Prolegómenos del pensamiento cosmopolita

Sin duda el aumento del flujo comercial, así como las historias y los relatos de viajes por los que los antiguos sentían tanta afición, tuvieron que haber incrementado las informaciones existentes acerca de las extrañas y a veces “desagradables” costumbres de los bárbaros. Las Historias de Heródoto, lo sabemos, jugaron importante papel en este proceso. Ello no dejó de tener repercusiones en el pensamiento ético en el siglo V, sobre todo al calor del debate sofístico, alcanzando su punto crucial en la célebre controversia entre physis y nómos, naturaleza y cultura. 

Pero aquello no era sólo asunto para filósofos. En la Ifigenia entre los tauros de Eurípides, la sacerdotisa de Ártemis se ve obligada a realizar sacrificios humanos, cosa usual para los bárbaros pero repudiada por los griegos. El poeta pone en boca del corifeo las siguientes palabras dirigidas a la diosa:

Soberana, si nuestro pueblo te ofrece estas víctimas con agrado de tu parte, acepta este sacrificio que nuestras leyes declaran impío (vv. 463-466).
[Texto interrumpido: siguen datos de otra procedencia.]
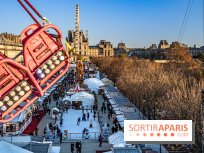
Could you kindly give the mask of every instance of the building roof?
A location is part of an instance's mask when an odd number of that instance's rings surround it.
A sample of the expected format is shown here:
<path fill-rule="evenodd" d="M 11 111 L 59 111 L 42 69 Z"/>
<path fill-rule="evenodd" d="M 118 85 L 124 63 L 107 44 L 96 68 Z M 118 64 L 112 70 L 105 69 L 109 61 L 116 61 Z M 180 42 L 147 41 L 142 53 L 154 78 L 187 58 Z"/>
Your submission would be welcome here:
<path fill-rule="evenodd" d="M 26 150 L 32 151 L 33 153 L 48 153 L 50 147 L 50 143 L 32 143 L 26 145 L 24 148 Z"/>

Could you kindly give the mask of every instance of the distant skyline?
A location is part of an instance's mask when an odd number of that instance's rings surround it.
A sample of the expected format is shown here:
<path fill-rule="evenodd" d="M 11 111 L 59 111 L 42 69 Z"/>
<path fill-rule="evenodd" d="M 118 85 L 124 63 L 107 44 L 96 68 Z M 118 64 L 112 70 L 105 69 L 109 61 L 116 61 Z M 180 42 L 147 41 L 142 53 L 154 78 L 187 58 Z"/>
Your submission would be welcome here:
<path fill-rule="evenodd" d="M 23 0 L 22 0 L 23 1 Z M 75 30 L 75 8 L 79 5 L 80 30 L 89 31 L 89 44 L 106 40 L 117 47 L 123 40 L 128 48 L 149 47 L 178 40 L 189 0 L 29 0 L 42 16 L 56 25 L 65 39 Z M 15 35 L 34 21 L 17 0 L 1 1 L 0 33 Z M 41 20 L 36 16 L 38 21 Z M 182 43 L 203 43 L 203 0 L 193 0 Z"/>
Algo parecido pasa en Andrómaca, cuando Hermíone se escandaliza de que entre los bárbaros sea común, según ella, la práctica del incesto:

Así es toda esa ralea extranjera. El padre se une con la hija, el hijo con la madre, la muchacha con el hermano, los seres más queridos mueren de asesinato, y la ley no impide ninguna de esas cosas (vv. 173-176).

Y también en Hécuba, Agamenón le dice a Poliméstor:

…quizás para ustedes sea fácil matar a un huésped, pero, al menos para nosotros los griegos, eso es vergonzoso (v. 1247).

Así pues, el asunto de las costumbres y las leyes diferentes entre griegos y bárbaros no era solo tema para las disertaciones de los filósofos y los exquisitos banquetes de las clases cultas, los symposia, sino que se debatía también en el teatro y sin duda también en el ágora.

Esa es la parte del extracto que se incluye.